Updated: Aug 18, 2022
"I have a problem", that is how many people often approach colleagues and bosses.
We humans are fascinated by the problems of others because our basic instincts to both protect ourselves and see if we can benefit from 'the problem'. So we inevitably ask 'What is the problem?'
Socially and politically asking more about the problem may not be a bad thing, but for a boss or colleague it can be very bad. Let me explain.
'What is the problem?' is an open ended question. As a result the pace, content, length and duration of the conversation is decided by the complainer, i.e. the person with the perceived 'problem'.
If unchecked the complainer will rarely be brief. He or she will come to the point only after a lot of moaning and groaning, consuming a rather significant amount of the listeners patience, energy and time.

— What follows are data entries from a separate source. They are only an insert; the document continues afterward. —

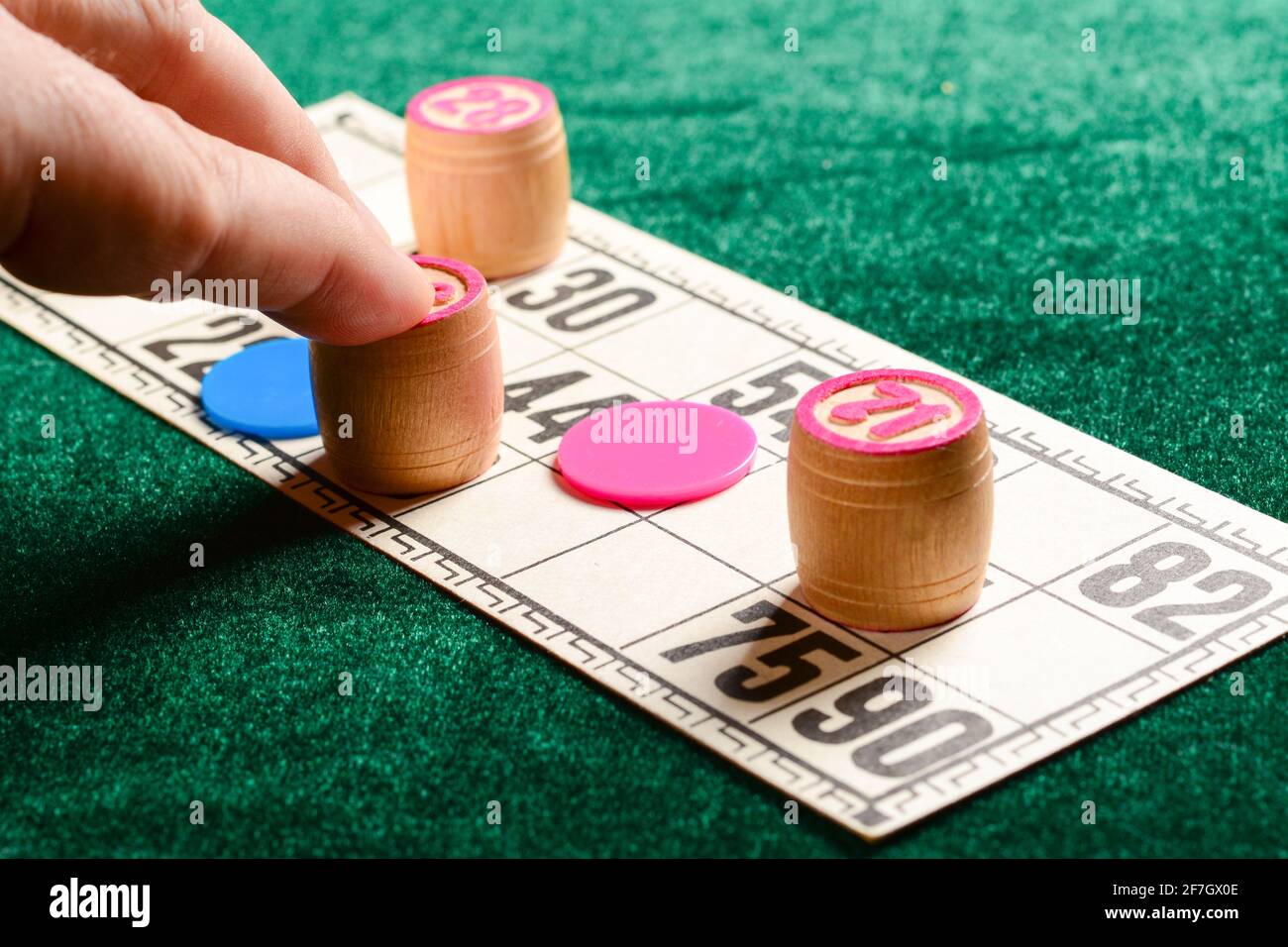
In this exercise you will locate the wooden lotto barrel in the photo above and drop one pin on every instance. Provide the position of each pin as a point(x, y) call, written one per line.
point(487, 172)
point(890, 499)
point(420, 411)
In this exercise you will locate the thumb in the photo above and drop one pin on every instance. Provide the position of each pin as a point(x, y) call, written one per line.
point(141, 195)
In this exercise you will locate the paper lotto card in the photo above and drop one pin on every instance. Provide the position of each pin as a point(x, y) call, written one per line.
point(1111, 582)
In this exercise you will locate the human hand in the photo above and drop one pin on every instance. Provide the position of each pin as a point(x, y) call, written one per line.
point(172, 158)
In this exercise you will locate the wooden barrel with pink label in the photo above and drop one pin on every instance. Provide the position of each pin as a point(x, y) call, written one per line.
point(420, 411)
point(890, 499)
point(487, 172)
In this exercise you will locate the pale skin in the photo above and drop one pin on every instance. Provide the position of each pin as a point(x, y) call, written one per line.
point(166, 158)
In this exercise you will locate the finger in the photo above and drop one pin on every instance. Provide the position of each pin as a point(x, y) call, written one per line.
point(138, 195)
point(176, 54)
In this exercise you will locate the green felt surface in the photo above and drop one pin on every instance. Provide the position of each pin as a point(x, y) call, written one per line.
point(807, 169)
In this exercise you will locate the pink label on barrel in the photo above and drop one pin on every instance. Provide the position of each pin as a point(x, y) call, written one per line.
point(456, 285)
point(889, 411)
point(481, 105)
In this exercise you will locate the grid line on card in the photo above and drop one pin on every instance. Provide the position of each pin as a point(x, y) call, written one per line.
point(809, 331)
point(336, 500)
point(1106, 692)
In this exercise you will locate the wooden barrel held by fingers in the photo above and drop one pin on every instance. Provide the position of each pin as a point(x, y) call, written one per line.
point(420, 411)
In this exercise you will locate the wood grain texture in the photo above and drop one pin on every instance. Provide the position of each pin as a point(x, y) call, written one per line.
point(892, 540)
point(424, 406)
point(494, 196)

This is exactly what the complainer seeks to achieve by their droning on. To get us to accept, that there is a problem and since we are now an informed party, we are somehow now responsible to solve the problem. If we cannot solve the problem we become a part of it.
Most people are caring beings and in all sincerity feel obliged to help out, often and inadvertently become stakeholders in the problem's resolution. This unconscious sometimes intentional tactic allows most complainers to escape effort and responsibility for resolution of the problem. This delegation of the problem sideways to a colleague or spouse or upwards to a boss or a parent is extremely common.
Being drawn in to solve someone else's problems which they themselves were capable of and should have solved, consumes a lot of our energy and time. We have no time for ourselves and our work and responsibilities.
This is why bosses and owners are the ones who work all the time even on their holidays and at home. They are the first to arrive and the last to leave the workplace. This is also the reason people discover that with increasing seniority comes greater prestige and money but also more headaches and less enjoyment in one's career.
Once you successfully resolve the problems of others which they should have undertaken themselves, it becomes a habit. So we can expect more problems being sent our way to help resolve.
Unfortunately, the reward for good work is more work. If one is good at solving problems and tackling issues, one gets inundated with more of the same, issues to tackle and problems to solve of others.
We often sense something is wrong in how we are operating and wonder how did we became the magnet for solving the real and imaginary problems of others.
Initially one feels like a superman or woman getting terribly excited about our moving and shaking abilities.
In due course of time we grow angry, frustrated, confused and exhausted by 'overwork'. The situation hampers one's ability to fulfil one's own agenda and find time for themselves, our families and our interests.
As a boss, colleague, spouse, partner or parent, it is not our job to solve problems of others, but to assist and facilitate their ability to solve their problems on their own. This is one of the key approaches to achieving success and realising happiness.